Re: [RFC-PATCH] xfs: do not update sunit/swidth in the superblock to match those provided during mount

From: Alex Lyakas <alex@zadara.com>
To: Dave Chinner <david@fromorbit.com>
Cc: Christoph Hellwig <hch@infradead.org>,
	Eric Sandeen <sandeen@sandeen.net>,
	Brian Foster <bfoster@redhat.com>,
	linux-xfs@vger.kernel.org
Subject: Re: [RFC-PATCH] xfs: do not update sunit/swidth in the superblock to match those provided during mount
Date: Mon, 2 Dec 2019 10:07:42 +0200	[thread overview]
Message-ID: <CAOcd+r2gaoZz4=xWAh+d=-TNTOtBDvbEezN9OH3oks2p1TNhBg@mail.gmail.com> (raw)
In-Reply-To: <20191201215732.GB2695@dread.disaster.area>

Hi Dave,

On Sun, Dec 1, 2019 at 11:57 PM Dave Chinner <david@fromorbit.com> wrote:
>
> On Sun, Dec 01, 2019 at 11:00:32AM +0200, Alex Lyakas wrote:
> > Hi Dave,
> >
> > Thank you for your response.
> >
> > On Sat, Nov 30, 2019 at 10:28 PM Dave Chinner <david@fromorbit.com> wrote:
> > >
> > > On Wed, Nov 27, 2019 at 06:19:29AM -0800, Christoph Hellwig wrote:
> > > > Can we all take a little step back and think about the implications
> > > > of the original patch from Alex?  Because I think there is very little.
> > > > And updated sunit/swidth is just a little performance optimization,
> > > > and anyone who really cares about changing that after the fact can
> > > > trivially add those to fstab.
> > > >
> > > > So I think something like his original patch plus a message during
> > > > mount that the new values are not persisted should be perfectly fine.
> > >
> > > Well, the original purpose of the mount options was to persist a new
> > > sunit/swidth to the superblock...
> > >
> > > Let's ignore the fact that it was a result of a CXFS client mount
> > > bug trashing the existing sunit/swidth values, and instead focus on
> > > the fact we've been telling people for years that you "only need to
> > > set these once after a RAID reshape" and so we have a lot of users
> > > out there expecting it to persist the new values...
> > >
> > > I don't think we can just redefine the documented and expected
> > > behaviour of a mount option like this.
> > >
> > > With that in mind, the xfs(5) man page explicitly states this:
> > >
> > >         The sunit and swidth parameters specified must be compatible
> > >         with the existing filesystem alignment characteristics.  In
> > >         general,  that  means  the  only  valid changes to sunit are
> > >         increasing it by a power-of-2 multiple.
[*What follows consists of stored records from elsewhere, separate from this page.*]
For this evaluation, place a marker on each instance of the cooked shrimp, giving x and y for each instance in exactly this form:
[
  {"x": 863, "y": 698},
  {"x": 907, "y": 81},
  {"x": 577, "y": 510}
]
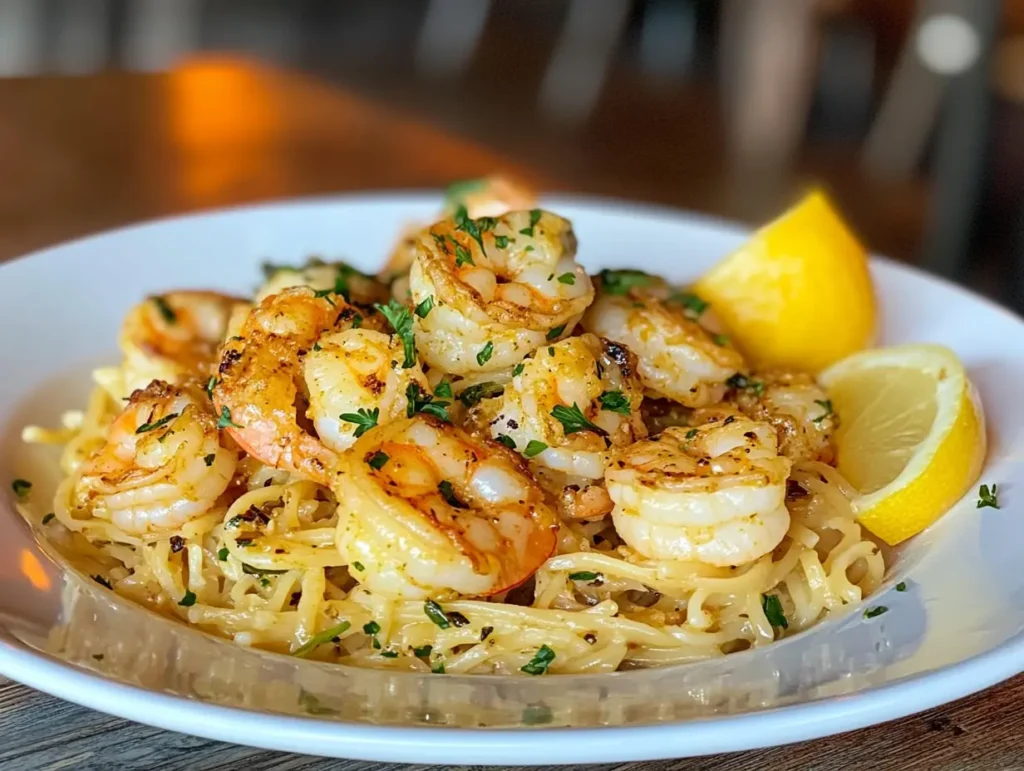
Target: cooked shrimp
[
  {"x": 678, "y": 358},
  {"x": 356, "y": 288},
  {"x": 796, "y": 405},
  {"x": 298, "y": 357},
  {"x": 712, "y": 494},
  {"x": 500, "y": 287},
  {"x": 425, "y": 510},
  {"x": 169, "y": 337},
  {"x": 163, "y": 463}
]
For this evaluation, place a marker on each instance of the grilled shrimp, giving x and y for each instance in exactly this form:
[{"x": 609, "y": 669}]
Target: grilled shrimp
[
  {"x": 796, "y": 405},
  {"x": 425, "y": 510},
  {"x": 678, "y": 358},
  {"x": 169, "y": 337},
  {"x": 500, "y": 287},
  {"x": 163, "y": 463},
  {"x": 299, "y": 357},
  {"x": 713, "y": 494}
]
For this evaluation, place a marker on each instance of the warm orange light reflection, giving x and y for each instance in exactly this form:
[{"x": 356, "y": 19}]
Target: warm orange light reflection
[
  {"x": 33, "y": 569},
  {"x": 224, "y": 119}
]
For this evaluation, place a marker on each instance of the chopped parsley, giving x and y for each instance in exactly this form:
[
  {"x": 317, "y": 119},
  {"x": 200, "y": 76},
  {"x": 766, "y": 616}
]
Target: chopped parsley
[
  {"x": 378, "y": 460},
  {"x": 824, "y": 404},
  {"x": 436, "y": 613},
  {"x": 621, "y": 282},
  {"x": 320, "y": 639},
  {"x": 485, "y": 352},
  {"x": 772, "y": 606},
  {"x": 225, "y": 419},
  {"x": 534, "y": 447},
  {"x": 425, "y": 307},
  {"x": 573, "y": 421},
  {"x": 401, "y": 322},
  {"x": 614, "y": 401},
  {"x": 20, "y": 487},
  {"x": 487, "y": 390},
  {"x": 540, "y": 662},
  {"x": 448, "y": 493},
  {"x": 364, "y": 419},
  {"x": 166, "y": 311},
  {"x": 989, "y": 498},
  {"x": 419, "y": 400}
]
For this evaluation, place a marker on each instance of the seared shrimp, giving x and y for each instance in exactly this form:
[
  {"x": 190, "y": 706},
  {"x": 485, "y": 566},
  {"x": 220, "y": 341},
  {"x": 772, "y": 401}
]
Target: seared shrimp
[
  {"x": 425, "y": 510},
  {"x": 678, "y": 358},
  {"x": 500, "y": 287},
  {"x": 796, "y": 405},
  {"x": 712, "y": 494},
  {"x": 163, "y": 463},
  {"x": 298, "y": 354},
  {"x": 169, "y": 337}
]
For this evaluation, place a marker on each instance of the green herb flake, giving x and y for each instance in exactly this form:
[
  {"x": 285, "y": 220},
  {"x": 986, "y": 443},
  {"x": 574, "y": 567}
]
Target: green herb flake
[
  {"x": 436, "y": 613},
  {"x": 573, "y": 421},
  {"x": 424, "y": 308},
  {"x": 401, "y": 322},
  {"x": 988, "y": 498},
  {"x": 772, "y": 606},
  {"x": 534, "y": 447},
  {"x": 166, "y": 311},
  {"x": 320, "y": 639},
  {"x": 364, "y": 419},
  {"x": 614, "y": 401},
  {"x": 540, "y": 662}
]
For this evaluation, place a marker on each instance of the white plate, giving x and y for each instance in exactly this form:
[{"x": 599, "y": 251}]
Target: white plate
[{"x": 956, "y": 630}]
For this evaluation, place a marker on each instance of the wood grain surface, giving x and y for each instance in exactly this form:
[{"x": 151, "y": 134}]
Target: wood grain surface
[{"x": 81, "y": 155}]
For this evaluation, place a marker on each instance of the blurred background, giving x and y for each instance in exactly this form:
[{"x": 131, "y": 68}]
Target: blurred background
[{"x": 910, "y": 113}]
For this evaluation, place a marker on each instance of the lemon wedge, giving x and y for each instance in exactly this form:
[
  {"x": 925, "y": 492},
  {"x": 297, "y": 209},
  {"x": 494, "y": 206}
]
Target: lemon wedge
[
  {"x": 911, "y": 435},
  {"x": 798, "y": 293}
]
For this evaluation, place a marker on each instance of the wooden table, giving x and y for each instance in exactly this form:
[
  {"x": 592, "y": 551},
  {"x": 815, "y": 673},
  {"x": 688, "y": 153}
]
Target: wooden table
[{"x": 80, "y": 155}]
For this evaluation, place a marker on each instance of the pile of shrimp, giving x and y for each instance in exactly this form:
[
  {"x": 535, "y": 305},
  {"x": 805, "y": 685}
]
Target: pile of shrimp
[{"x": 481, "y": 460}]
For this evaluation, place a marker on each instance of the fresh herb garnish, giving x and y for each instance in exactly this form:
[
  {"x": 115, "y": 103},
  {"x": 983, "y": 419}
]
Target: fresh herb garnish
[
  {"x": 425, "y": 307},
  {"x": 772, "y": 606},
  {"x": 614, "y": 401},
  {"x": 320, "y": 639},
  {"x": 448, "y": 493},
  {"x": 555, "y": 332},
  {"x": 824, "y": 404},
  {"x": 364, "y": 419},
  {"x": 540, "y": 662},
  {"x": 534, "y": 447},
  {"x": 401, "y": 322},
  {"x": 621, "y": 282},
  {"x": 484, "y": 355},
  {"x": 436, "y": 613},
  {"x": 378, "y": 460},
  {"x": 573, "y": 421},
  {"x": 473, "y": 394},
  {"x": 166, "y": 311},
  {"x": 225, "y": 419},
  {"x": 989, "y": 498}
]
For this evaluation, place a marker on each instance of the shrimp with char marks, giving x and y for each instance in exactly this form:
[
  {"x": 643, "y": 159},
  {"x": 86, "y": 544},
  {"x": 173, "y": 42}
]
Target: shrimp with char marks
[
  {"x": 500, "y": 288},
  {"x": 713, "y": 494},
  {"x": 426, "y": 510}
]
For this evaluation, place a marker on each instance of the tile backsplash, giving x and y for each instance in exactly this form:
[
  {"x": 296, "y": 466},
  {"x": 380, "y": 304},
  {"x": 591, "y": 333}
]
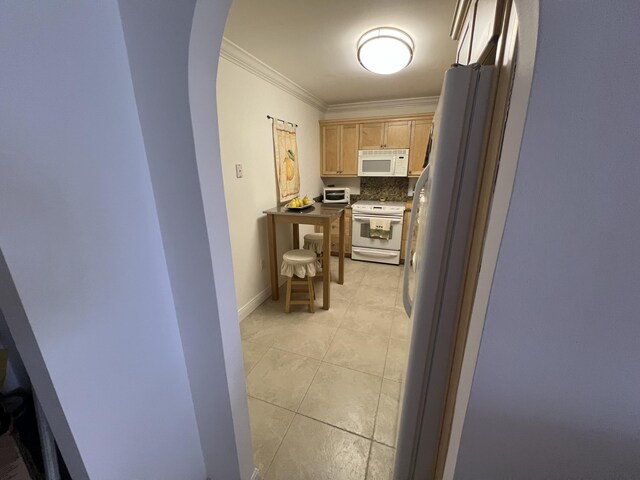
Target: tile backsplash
[{"x": 392, "y": 189}]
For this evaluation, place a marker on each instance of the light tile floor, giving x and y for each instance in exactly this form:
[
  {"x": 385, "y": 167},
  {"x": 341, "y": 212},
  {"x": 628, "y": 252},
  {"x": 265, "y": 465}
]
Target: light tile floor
[{"x": 324, "y": 387}]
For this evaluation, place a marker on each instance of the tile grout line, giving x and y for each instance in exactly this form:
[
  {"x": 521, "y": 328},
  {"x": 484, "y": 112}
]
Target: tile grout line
[{"x": 324, "y": 423}]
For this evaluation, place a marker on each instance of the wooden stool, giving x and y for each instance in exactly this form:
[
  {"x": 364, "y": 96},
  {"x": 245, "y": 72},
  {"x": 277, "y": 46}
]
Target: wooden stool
[
  {"x": 313, "y": 242},
  {"x": 299, "y": 263}
]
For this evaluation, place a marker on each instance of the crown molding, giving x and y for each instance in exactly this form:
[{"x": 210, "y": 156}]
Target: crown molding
[
  {"x": 240, "y": 57},
  {"x": 427, "y": 104}
]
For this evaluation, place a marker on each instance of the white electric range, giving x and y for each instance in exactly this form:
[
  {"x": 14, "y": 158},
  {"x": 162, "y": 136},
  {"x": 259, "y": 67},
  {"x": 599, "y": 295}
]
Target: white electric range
[{"x": 382, "y": 243}]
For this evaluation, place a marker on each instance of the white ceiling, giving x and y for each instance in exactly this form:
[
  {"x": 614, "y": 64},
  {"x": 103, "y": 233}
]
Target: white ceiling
[{"x": 313, "y": 43}]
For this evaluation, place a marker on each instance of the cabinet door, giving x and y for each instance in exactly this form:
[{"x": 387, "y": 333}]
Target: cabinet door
[
  {"x": 397, "y": 134},
  {"x": 330, "y": 149},
  {"x": 419, "y": 139},
  {"x": 371, "y": 135},
  {"x": 349, "y": 150}
]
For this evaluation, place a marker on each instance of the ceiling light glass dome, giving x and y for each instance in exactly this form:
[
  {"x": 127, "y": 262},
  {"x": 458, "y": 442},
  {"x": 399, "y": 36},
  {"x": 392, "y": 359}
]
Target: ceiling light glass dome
[{"x": 385, "y": 50}]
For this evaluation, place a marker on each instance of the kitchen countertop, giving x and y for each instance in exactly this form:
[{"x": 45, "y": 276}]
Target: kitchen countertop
[{"x": 316, "y": 210}]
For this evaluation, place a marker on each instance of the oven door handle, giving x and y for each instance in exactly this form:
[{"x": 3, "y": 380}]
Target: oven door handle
[
  {"x": 362, "y": 218},
  {"x": 374, "y": 254}
]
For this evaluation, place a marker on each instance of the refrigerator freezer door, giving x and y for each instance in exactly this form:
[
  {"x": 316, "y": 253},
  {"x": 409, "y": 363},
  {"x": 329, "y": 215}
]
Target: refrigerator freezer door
[
  {"x": 412, "y": 258},
  {"x": 440, "y": 272}
]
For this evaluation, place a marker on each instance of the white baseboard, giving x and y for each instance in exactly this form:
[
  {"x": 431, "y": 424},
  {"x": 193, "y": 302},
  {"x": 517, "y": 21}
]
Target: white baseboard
[{"x": 255, "y": 302}]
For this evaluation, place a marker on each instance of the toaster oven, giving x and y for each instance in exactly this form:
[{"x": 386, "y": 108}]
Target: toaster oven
[{"x": 336, "y": 195}]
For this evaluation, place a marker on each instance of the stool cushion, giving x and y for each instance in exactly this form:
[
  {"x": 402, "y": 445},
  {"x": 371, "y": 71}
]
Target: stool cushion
[
  {"x": 313, "y": 241},
  {"x": 300, "y": 262}
]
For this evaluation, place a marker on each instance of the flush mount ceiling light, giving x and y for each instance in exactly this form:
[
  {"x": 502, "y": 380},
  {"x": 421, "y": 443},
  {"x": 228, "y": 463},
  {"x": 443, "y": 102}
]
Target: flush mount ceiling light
[{"x": 385, "y": 50}]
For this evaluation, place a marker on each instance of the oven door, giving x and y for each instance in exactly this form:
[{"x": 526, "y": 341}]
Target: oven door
[
  {"x": 382, "y": 166},
  {"x": 361, "y": 236}
]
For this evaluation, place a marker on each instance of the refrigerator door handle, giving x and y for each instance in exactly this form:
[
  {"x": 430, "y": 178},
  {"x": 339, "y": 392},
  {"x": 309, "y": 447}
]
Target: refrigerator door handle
[{"x": 422, "y": 180}]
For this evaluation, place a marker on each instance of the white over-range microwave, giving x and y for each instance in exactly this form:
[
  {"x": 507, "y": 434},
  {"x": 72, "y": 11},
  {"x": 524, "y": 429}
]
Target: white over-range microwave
[{"x": 383, "y": 163}]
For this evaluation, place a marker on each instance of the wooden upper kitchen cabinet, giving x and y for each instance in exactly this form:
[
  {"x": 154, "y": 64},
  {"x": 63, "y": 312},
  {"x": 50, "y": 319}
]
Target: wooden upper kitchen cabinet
[
  {"x": 371, "y": 135},
  {"x": 339, "y": 149},
  {"x": 476, "y": 26},
  {"x": 420, "y": 130},
  {"x": 389, "y": 134},
  {"x": 349, "y": 150},
  {"x": 340, "y": 141}
]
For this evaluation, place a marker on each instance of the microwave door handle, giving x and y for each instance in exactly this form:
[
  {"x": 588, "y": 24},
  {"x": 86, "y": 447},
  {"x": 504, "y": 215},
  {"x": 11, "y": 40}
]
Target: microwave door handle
[{"x": 406, "y": 300}]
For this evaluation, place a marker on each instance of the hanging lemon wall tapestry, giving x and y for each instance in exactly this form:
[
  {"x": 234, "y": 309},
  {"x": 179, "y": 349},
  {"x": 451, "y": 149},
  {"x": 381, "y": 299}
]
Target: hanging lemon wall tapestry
[{"x": 286, "y": 158}]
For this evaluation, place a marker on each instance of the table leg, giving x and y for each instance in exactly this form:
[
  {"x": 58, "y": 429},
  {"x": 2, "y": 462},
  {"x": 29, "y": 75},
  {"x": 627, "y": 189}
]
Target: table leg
[
  {"x": 326, "y": 262},
  {"x": 296, "y": 235},
  {"x": 273, "y": 260},
  {"x": 341, "y": 250}
]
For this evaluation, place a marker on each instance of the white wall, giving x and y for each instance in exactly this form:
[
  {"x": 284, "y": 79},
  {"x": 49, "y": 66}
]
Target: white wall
[
  {"x": 556, "y": 387},
  {"x": 95, "y": 320},
  {"x": 244, "y": 101},
  {"x": 161, "y": 73}
]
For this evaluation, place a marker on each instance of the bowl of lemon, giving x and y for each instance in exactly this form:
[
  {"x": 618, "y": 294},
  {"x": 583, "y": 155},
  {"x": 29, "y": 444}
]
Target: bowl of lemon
[{"x": 300, "y": 203}]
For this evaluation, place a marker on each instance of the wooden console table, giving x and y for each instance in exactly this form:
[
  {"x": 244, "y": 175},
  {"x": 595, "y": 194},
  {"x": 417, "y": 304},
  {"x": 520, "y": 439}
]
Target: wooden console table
[{"x": 315, "y": 215}]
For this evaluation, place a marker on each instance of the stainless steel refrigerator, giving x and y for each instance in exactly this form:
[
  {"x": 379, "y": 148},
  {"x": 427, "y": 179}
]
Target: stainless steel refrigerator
[{"x": 434, "y": 271}]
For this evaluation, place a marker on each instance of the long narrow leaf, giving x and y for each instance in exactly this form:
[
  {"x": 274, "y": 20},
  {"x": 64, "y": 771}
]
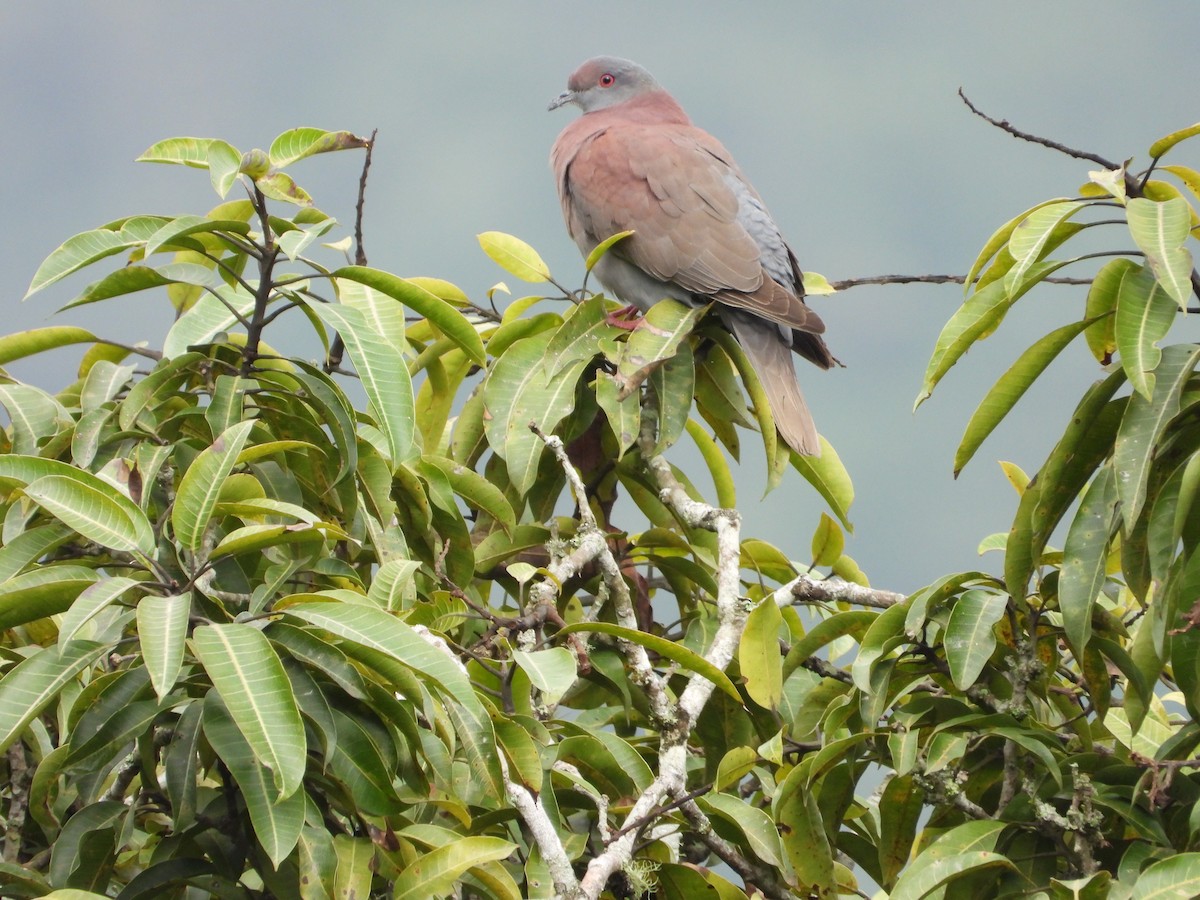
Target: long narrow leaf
[
  {"x": 27, "y": 689},
  {"x": 201, "y": 485},
  {"x": 383, "y": 373},
  {"x": 95, "y": 514},
  {"x": 1143, "y": 425},
  {"x": 276, "y": 820},
  {"x": 162, "y": 633},
  {"x": 445, "y": 317},
  {"x": 1011, "y": 388}
]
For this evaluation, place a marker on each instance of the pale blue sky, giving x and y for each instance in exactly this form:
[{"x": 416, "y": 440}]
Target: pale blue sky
[{"x": 844, "y": 115}]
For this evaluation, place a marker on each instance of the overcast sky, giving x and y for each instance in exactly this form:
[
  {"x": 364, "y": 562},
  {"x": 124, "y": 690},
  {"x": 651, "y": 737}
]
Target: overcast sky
[{"x": 844, "y": 115}]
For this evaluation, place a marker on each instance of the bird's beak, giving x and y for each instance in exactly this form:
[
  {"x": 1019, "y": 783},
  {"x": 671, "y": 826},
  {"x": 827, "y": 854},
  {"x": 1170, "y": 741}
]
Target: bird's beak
[{"x": 562, "y": 100}]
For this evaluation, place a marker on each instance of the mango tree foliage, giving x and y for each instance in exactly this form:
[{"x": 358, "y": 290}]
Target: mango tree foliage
[{"x": 439, "y": 615}]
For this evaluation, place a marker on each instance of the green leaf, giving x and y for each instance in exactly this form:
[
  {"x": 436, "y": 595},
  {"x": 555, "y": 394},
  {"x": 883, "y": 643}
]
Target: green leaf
[
  {"x": 91, "y": 600},
  {"x": 600, "y": 249},
  {"x": 276, "y": 819},
  {"x": 964, "y": 849},
  {"x": 663, "y": 329},
  {"x": 77, "y": 252},
  {"x": 885, "y": 634},
  {"x": 585, "y": 325},
  {"x": 551, "y": 671},
  {"x": 1144, "y": 316},
  {"x": 99, "y": 515},
  {"x": 1084, "y": 559},
  {"x": 437, "y": 873},
  {"x": 831, "y": 479},
  {"x": 207, "y": 318},
  {"x": 828, "y": 541},
  {"x": 717, "y": 465},
  {"x": 33, "y": 684},
  {"x": 21, "y": 345},
  {"x": 759, "y": 655},
  {"x": 250, "y": 678},
  {"x": 997, "y": 241},
  {"x": 976, "y": 319},
  {"x": 162, "y": 633},
  {"x": 477, "y": 491},
  {"x": 1173, "y": 877},
  {"x": 184, "y": 226},
  {"x": 201, "y": 486},
  {"x": 1143, "y": 426},
  {"x": 383, "y": 373},
  {"x": 760, "y": 832},
  {"x": 1101, "y": 309},
  {"x": 46, "y": 591},
  {"x": 181, "y": 151},
  {"x": 1011, "y": 388},
  {"x": 417, "y": 298},
  {"x": 623, "y": 414},
  {"x": 970, "y": 639},
  {"x": 225, "y": 163},
  {"x": 675, "y": 385},
  {"x": 281, "y": 186},
  {"x": 514, "y": 256},
  {"x": 517, "y": 393},
  {"x": 300, "y": 143},
  {"x": 379, "y": 631},
  {"x": 803, "y": 834},
  {"x": 354, "y": 868},
  {"x": 36, "y": 417},
  {"x": 166, "y": 378},
  {"x": 1029, "y": 240},
  {"x": 663, "y": 647},
  {"x": 900, "y": 808},
  {"x": 1159, "y": 229}
]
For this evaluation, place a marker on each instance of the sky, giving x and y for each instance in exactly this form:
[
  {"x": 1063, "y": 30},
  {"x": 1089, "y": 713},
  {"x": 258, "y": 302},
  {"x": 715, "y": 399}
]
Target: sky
[{"x": 844, "y": 115}]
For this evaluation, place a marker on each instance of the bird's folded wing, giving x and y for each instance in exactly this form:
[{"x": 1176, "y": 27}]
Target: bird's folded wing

Valid swidth values
> > >         are any integer multiple of a valid sunit value.
> > >
> > > Note the comment about changes to sunit? What is being done here -
> > > halving the sunit from 64 to 32 blocks is invalid, documented as
> > > invalid, but the kernel does not enforce this. We should fix the
> > > kernel code to enforce the alignment rules that the mount option
> > > is documented to require.
> > >
> > > If we want to change the alignment characteristics after mkfs, then
> > > use su=1,sw=1 as the initial values, then the first mount can use
> > > the options to change it to whatever is present after mkfs has run.
> >
> > If I understand your response correctly:
> > - some sunit/swidth changes during mount are legal and some aren't
> > - the legal changes should be persisted in the superblock
>
> Yup.
>
> > What about the repair? Even if user performs a legal change, it still
> > breaks the repairability of the file system.
>
> It is not a legal ichange if it moves the root inode to a new
> location. IOWs, if the alignment mods will result in the root inode
> changing location, then it should be rejected by the kernel.
>
> Anyway, we need more details about your test environment, because
> the example you gave:
>
> | # mkfs
> | mkfs.xfs -f -K -p /etc/zadara/xfs.protofile -d sunit=64,swidth=64 -l sunit=32 /dev/vda
> |
> | #mount with a different sunit/swidth:
> | mount -onoatime,sync,nouuid,sunit=32,swidth=32 /dev/vda /mnt/xfs
> |
> | #umount
> | umount /mnt/xfs
> |
> | #xfs_repair
> | xfs_repair -n /dev/vda
> | # reports false corruption and eventually segfaults[1]
>
> Does not reproduce the reported failure on my workstation running
> v5.3.0 kernel and a v5.0.0 xfsprogs:
>
> $ sudo mkfs.xfs -f -d file,name=1t.img,size=1t,sunit=64,swidth=64 -l sunit=32
> meta-data=1t.img                 isize=512    agcount=32, agsize=8388608 blks
>          =                       sectsz=512   attr=2, projid32bit=1
>          =                       crc=1        finobt=1, sparse=1, rmapbt=0
>          =                       reflink=0
> data     =                       bsize=4096   blocks=268435456, imaxpct=5
>          =                       sunit=8      swidth=8 blks
> naming   =version 2              bsize=4096   ascii-ci=0, ftype=1
> log      =internal log           bsize=4096   blocks=131072, version=2
>          =                       sectsz=512   sunit=4 blks, lazy-count=1
> realtime =none                   extsz=4096   blocks=0, rtextents=0

I believe in one of earlier emails in this thread, Brian mentioned
that this is related to "sparse inodes" being enabled:

"I couldn't reproduce this at first because sparse inodes is enabled
by default and that introduces more strict inode alignment requirements."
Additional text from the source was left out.